Receitas

Depois de veto a álcool, feira gastronômica já planeja novos endereços

Divulgação
O chef Checho Gonzales, um dos organizadores do evento gastronômico O Mercado Imagem: Divulgação

Anna Fagundes

Do UOL, em São Paulo

18/12/2013 17h59

Os organizadores da feira gastronômica O Mercado foram proibidos de vender bebidas alcóolicas durante o evento ocorrido no último domingo (15) no Modelódromo do Ibirapuera. 

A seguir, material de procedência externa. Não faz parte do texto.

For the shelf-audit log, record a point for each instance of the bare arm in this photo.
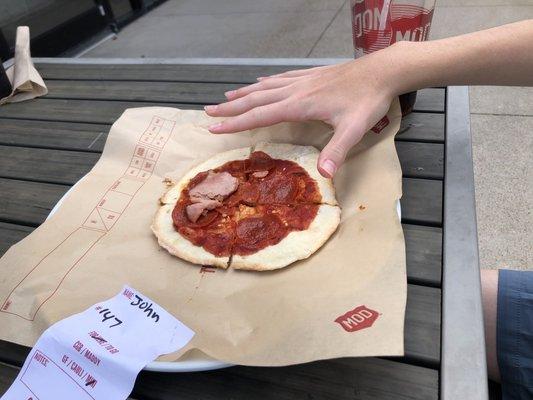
(353, 96)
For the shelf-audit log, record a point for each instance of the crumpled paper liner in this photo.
(347, 299)
(25, 80)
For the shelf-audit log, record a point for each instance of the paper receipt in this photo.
(98, 353)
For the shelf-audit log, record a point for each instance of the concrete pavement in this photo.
(502, 118)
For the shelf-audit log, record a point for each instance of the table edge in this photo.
(463, 360)
(310, 62)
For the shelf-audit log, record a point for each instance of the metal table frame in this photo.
(463, 359)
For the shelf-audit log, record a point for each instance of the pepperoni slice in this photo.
(179, 217)
(283, 200)
(259, 161)
(258, 232)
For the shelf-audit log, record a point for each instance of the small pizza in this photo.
(259, 208)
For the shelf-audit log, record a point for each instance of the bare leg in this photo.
(489, 291)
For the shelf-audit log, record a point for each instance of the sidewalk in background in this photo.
(502, 118)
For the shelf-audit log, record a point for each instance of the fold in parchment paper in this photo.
(25, 80)
(348, 299)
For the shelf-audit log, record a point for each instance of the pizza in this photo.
(256, 208)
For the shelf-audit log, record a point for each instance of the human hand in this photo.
(351, 97)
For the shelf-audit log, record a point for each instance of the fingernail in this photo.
(330, 167)
(215, 127)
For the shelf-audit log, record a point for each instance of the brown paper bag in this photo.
(348, 299)
(25, 80)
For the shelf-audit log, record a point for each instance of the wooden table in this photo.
(48, 144)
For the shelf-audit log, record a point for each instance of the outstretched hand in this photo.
(351, 97)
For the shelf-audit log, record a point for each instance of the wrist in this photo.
(403, 72)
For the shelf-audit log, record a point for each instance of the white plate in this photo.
(193, 365)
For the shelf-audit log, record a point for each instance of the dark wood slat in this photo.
(364, 378)
(183, 92)
(50, 134)
(423, 244)
(422, 202)
(169, 73)
(91, 137)
(422, 330)
(11, 234)
(424, 254)
(176, 92)
(431, 100)
(28, 203)
(422, 324)
(421, 160)
(422, 127)
(92, 111)
(106, 112)
(45, 165)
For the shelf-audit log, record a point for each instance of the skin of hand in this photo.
(352, 97)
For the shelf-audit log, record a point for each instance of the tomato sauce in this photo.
(285, 200)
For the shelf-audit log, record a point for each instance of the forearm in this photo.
(497, 56)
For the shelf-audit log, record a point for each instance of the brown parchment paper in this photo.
(25, 80)
(100, 239)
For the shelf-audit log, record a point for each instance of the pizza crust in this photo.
(307, 158)
(179, 246)
(298, 245)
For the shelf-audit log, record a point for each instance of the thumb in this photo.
(333, 155)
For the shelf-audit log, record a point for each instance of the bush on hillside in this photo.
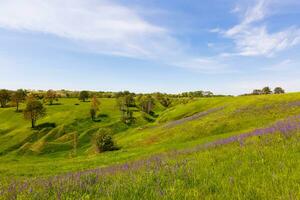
(103, 140)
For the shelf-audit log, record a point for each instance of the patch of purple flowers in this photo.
(84, 180)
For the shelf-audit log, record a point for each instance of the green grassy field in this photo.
(264, 168)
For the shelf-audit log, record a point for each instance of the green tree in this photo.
(34, 110)
(257, 92)
(279, 90)
(125, 103)
(147, 104)
(51, 96)
(103, 140)
(94, 107)
(83, 96)
(4, 97)
(266, 90)
(18, 97)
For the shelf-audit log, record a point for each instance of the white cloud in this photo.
(101, 26)
(253, 39)
(113, 28)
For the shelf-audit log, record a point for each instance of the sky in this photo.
(225, 46)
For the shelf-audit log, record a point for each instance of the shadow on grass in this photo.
(100, 117)
(45, 125)
(54, 104)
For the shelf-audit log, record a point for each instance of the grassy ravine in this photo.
(265, 167)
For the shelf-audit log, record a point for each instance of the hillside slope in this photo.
(47, 151)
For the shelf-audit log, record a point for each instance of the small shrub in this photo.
(103, 141)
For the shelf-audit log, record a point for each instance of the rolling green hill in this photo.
(48, 150)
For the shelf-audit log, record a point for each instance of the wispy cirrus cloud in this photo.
(113, 28)
(104, 26)
(251, 36)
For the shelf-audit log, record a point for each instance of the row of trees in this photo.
(267, 90)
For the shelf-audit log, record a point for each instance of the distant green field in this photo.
(48, 151)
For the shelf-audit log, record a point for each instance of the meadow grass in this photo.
(46, 152)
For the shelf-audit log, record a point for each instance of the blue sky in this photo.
(226, 46)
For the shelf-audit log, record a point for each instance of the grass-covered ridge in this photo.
(47, 151)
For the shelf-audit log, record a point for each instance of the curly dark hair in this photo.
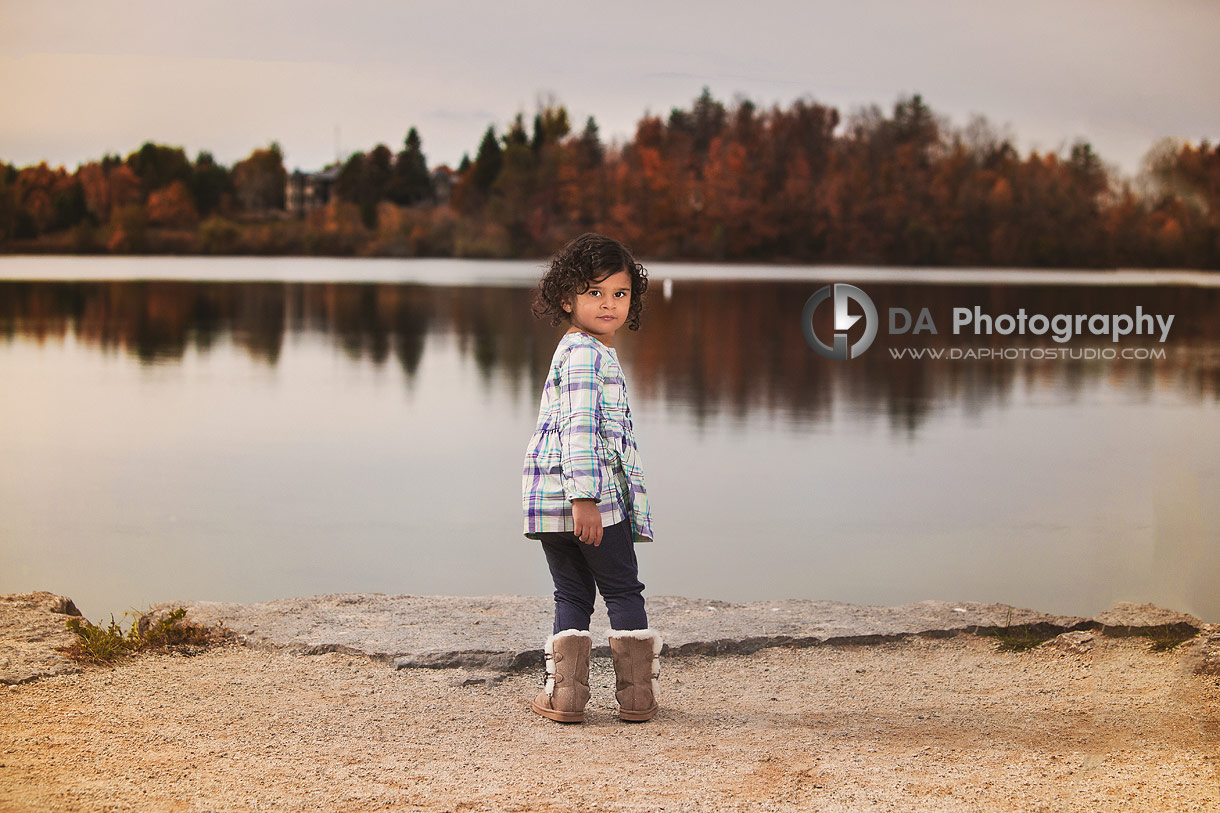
(587, 259)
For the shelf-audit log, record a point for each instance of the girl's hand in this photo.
(588, 521)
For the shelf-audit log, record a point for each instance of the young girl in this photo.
(583, 486)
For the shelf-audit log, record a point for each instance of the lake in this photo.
(239, 429)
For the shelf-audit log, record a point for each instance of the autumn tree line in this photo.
(711, 182)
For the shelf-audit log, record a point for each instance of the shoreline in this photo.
(504, 634)
(833, 707)
(924, 718)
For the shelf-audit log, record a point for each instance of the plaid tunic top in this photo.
(584, 444)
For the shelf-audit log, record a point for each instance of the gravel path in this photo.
(924, 724)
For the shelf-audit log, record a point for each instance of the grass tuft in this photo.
(170, 632)
(1165, 639)
(1021, 637)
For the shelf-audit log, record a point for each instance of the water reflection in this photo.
(713, 347)
(205, 433)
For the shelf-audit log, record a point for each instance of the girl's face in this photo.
(602, 310)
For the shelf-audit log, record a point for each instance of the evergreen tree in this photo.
(488, 160)
(411, 182)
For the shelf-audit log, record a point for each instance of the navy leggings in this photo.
(580, 570)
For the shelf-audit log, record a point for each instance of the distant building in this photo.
(309, 191)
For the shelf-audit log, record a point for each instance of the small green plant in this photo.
(98, 643)
(1165, 639)
(109, 645)
(1021, 637)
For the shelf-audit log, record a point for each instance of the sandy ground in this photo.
(919, 724)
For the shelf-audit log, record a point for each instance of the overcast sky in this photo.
(83, 78)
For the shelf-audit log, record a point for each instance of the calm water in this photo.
(250, 429)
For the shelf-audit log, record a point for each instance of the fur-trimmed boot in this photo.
(637, 664)
(567, 676)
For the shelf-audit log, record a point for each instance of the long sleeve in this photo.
(580, 402)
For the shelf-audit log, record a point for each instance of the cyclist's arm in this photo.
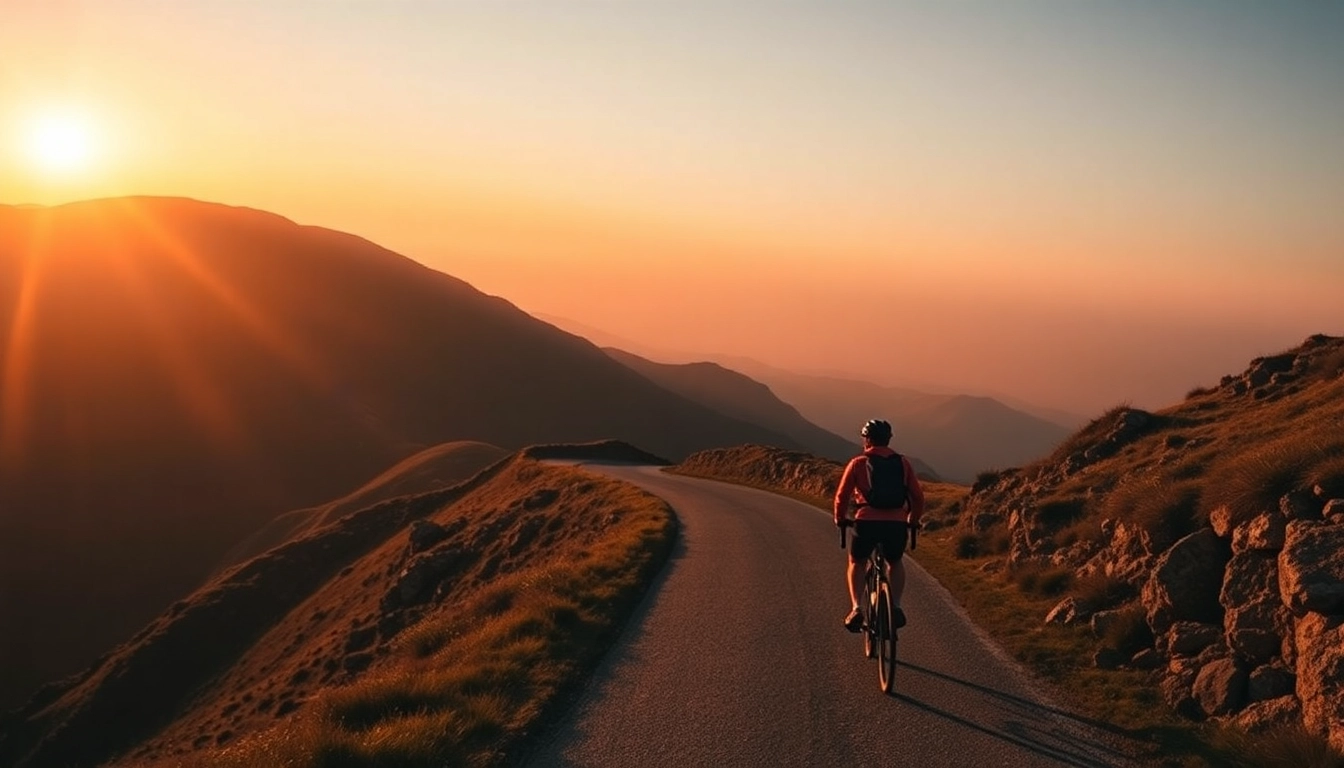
(915, 492)
(844, 492)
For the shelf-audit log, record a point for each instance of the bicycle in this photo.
(879, 632)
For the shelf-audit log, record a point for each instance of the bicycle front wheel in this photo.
(886, 640)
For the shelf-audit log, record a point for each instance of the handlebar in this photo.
(914, 534)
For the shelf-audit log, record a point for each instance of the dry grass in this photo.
(1254, 480)
(1276, 748)
(1214, 448)
(1101, 592)
(469, 681)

De acordo com o chef Checho Gonzales, criador da feira, a ordem veio alguns dias antes do evento pela Secretaria Municipal de Esportes, que administra o Modelódromo desde setembro. "Não nos deram explicações, apenas disseram que não podia vender e ponto", diz.

Os expositores tiveram tempo de devolver as bebidas encomendadas, mas o prejuízo foi inevitável: Checho calcula uma queda de 30% a 40% no faturamento total da feira, que já tinha feito três outras edições no local sem problemas. "Os expositores viram o lucro ir embora. O pessoal trabalhou por trabalhar, para não deixar os visitantes na mão", diz. 

Novas regras
De acordo com nota oficial da Secretaria Municipal de Esportes, a proibição às bebidas no evento se deu devido à mudança de administração do Modelódromo. Anteriormente, o local tinha status de Clube da Comunidade, cuja regulamentação permitia comércio de alimentos e bebidas. Isso permitiu que as três outras edições da feira tivessem, por exemplo, expositores de cervejas artesanais

"O Modelódromo transformou-se em centro esportivo municipal em setembro de 2013 após denúncias de irregularidades feitas no início do ano", explica a Secretaria de Esportes. Com a alteração da administração, passou a valer o regulamento dos centros esportivos, onde a venda de álcool não é permitida durante eventos. 

A proibição, porém, não se estendeu ao entorno do Modelódromo: nem uma viatura da Guarda Metropolitana dentro do local impediu que ambulantes se instalassem ao redor do evento vendendo justamente bebidas alcoólicas. "Tinha até um bar de caipirinha do lado de fora", diz Checho.

"Quando viram que as pessoas estavam entrando com bebidas, queriam que eu orientasse os seguranças do evento a dizer que era proibido. Ou seja, queriam que a gente fizesse o trabalho deles", diz o chef.

Mudança de itinerário
Checho faz questão de frisar que eles não foram proibidos de fazer eventos no local. "Mas existiram tantas restrições da secretaria que acabou inviabilizando tudo. Não dá pra fazer pela metade, tem que ficar legal", diz. 

Para 2014, a festa gastronômica ocupará cinco endereços diferentes. "Desde o princípio o projeto era para ser itinerante, não dá para ficar na zona de conforto em uma área elitizada", reconhece o chef.

A feira retornará ao Mercado Municipal de Pinheiros e para a Mooca, mas também irá se instalar em locais novos. "Estamos negociando a participação no Parque da Água Branca e no Centro Cultural Vergueiro. Se tudo der certo, começamos em março, depois das chuvas". 

Não vai ser por falta de interessados que o evento deixará de funcionar: segundo Checho, a lista de espera para expositores passa de cem pessoas, "sendo que pelo menos uns 60 são de doces". As vagas vão sendo preenchidas conforme a demanda do evento.

"Até passamos por antipáticos, mas a prioridade é de quem fechou com a gente lá no início. Tento dar sempre uma equilibrada: se entrou uma barraca com doces, procuro contrabalançar com um vegetariano", conta.